Predictably, it all started with a picture. David Douglas Duncan, one of LIFE’s most preeminent photographers, was in Tokyo, and his friend, Jun Miki, an equally formidable Japanese photographer, were friends. The time was post-war Japan, and Jun wanted to make Duncan’s picture. Duncan was skeptical, as the light of the day had faded. Miki persisted, and the next day, he brought Duncan a print. It was so sharp, even though shot in tough lighting conditions, Duncan immediately asked to be introduced to the people who were making this little-known lens–Nikkor.

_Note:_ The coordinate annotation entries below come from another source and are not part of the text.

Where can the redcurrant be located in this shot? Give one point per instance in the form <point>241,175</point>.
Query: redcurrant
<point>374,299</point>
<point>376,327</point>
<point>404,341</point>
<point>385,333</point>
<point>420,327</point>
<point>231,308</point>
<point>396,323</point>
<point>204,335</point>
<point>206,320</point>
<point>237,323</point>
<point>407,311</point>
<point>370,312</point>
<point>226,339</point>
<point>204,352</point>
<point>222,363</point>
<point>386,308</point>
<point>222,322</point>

In a very real way, this casual, almost accidental transaction between these two photographers helped give rise to what is now Nikon, currently celebrating its 100th anniversary. Duncan headed to cover the Korean War for LIFE, armed with Nikkor lenses. Back in NY, at the Time-Life lab, they were stunned by the quality of Duncan’s negs, and given the competitive nature of photographers, numerous LIFE staffers began clamoring for Nikkor glass. The rest, as they say, is history.
I’ve had the privilege of knowing Duncan, just a bit, for a long time. I photographed him with Richard Nixon on the streets of Manhattan many years ago. They had been wartime buds, and Duncan gifted Nixon his most recent book on Picasso out there on Park Ave. He called out to Nixon, “Does anybody here remember Bougainville?” They had been stationed there, in the Philippines, during the war. Nixon turned and was presented with the book.
The picture ran page one, and in a day or so, I got a call from Duncan. Could he have a print? I was stammering on the phone, and of course made him an 11×14. The man is a hero to me, and I grew up, photographically, looking at his work. And he was on the phone? With this punk kid who had just learned which end of the camera to look through?
Fast forward 35 years. I go to the south of France, assigned by Nikon to do portraits and video interviews with Duncan, and his amazing wife, Sheila. I shot the stills and Drew Gurian did the video work.
The history this man has seen! From WWII, when he served as a marine, to Korea, to Vietnam, to the Middle East, and along the way becoming a friend and confidante of Picasso….nothing short of an astonishing life. He is very matter of fact about it. “I know how to work a camera,” he has said.
He indeed does know how to work a camera. His work will be celebrated in Tokyo, at an exhibition at the Nikon Museum. It was my honor to assist art director Gen Umei in curating the show, and writing some small essays about Duncan, and the influence he has had in the world of photojournalism. He is 101 now, and most likely will not make the trip from Castellaras to Tokyo, but he will be there very much in spirit, to celebrate the momentous occasion of Nikon’s 100th Anniversary.
The life of a photographer is quite circular, I find. From the streets of NYC, and a shared legacy as LIFE staff photographers, back in the day, to the south of France, and now onto Tokyo. He still had that 11×14 print I made for him long ago, and asked me to sign it for him. As he noted in my copy of his book, This Is War……
And the best lesson of all….he’s still shooting.